You could optionally combine this command line call in the console with the following command, which will add an .Rproj file to the directory you just created.

# steveproj::create_project("dissertation")
# ^ assume you just ran this
# Then, do this next
steveproj::create_rproj("dissertation")

Rstudio

Go to File > New Project. You’ll see a prompt that looks like this. Select “New Directory”.

That will direct you here. Scroll down your available project types until you see my “S” icon, which is incidentally the favicon on my website. Select that entry to create a new academic paper/project.

That will direct you here. Enter the name of the directory you want to create. Click “Create Project” when you’re done. This will create a new directory, titled whatever you entered in the directory name, along with an .Rproj file. By default, it will also open a new Rstudio session.

An Illustration of Automated Workflow in {steveproj}

The March 15, 2021 post on my blog talks more about the design here. Obviously, the skeleton project created in {steveproj} is full of gibberish text and an analysis that is likely uninteresting to the user. No matter, the skeleton project points to the possibilities of {steveproj} and suggests a template to copy for your own workflow.
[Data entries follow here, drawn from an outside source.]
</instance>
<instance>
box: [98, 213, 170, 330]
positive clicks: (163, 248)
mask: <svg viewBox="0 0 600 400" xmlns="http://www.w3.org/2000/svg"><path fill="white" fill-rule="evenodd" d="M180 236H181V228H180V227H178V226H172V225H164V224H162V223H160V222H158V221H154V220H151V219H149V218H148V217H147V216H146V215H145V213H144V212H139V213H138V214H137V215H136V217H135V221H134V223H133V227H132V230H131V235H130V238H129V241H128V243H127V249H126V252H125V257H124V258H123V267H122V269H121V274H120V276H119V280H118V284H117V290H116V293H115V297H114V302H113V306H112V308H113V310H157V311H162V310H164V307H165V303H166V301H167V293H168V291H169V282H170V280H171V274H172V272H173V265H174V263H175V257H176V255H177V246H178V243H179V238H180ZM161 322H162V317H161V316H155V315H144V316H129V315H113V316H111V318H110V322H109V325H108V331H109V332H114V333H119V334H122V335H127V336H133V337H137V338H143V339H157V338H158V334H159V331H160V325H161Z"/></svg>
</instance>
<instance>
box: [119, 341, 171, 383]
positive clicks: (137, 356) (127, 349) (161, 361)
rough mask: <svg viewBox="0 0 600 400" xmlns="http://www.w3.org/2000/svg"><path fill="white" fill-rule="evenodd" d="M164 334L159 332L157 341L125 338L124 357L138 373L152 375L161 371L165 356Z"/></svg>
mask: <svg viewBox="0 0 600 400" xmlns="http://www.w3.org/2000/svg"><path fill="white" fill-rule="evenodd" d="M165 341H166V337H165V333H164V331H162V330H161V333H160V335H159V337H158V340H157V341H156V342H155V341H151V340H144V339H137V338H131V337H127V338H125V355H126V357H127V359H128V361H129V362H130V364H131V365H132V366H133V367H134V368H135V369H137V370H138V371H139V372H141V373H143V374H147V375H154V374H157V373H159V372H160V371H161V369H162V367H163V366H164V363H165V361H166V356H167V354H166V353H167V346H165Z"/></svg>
The Makefile and ms.Rmd files are executable as they are (assuming, obviously, that you installed Make). In Rstudio, switch from the console tab to the terminal tab. Therein, enter the following command (provided the working directory in the terminal is the same as the location of Makefile).

make all

This will run the analyses and compile the results of the analyses into a PDF document, an anonymized PDF document, an anonymized Word document, and an HTML document. It will also generate an title page with abstract. All of those files will be in the doc/ directory.

If the user is interested in generating a .bib file for their citations, they can execute the following command.

make refs

This will farm the ms.Rmd file for citations and format that as a refs.bib file in the inst/ directory.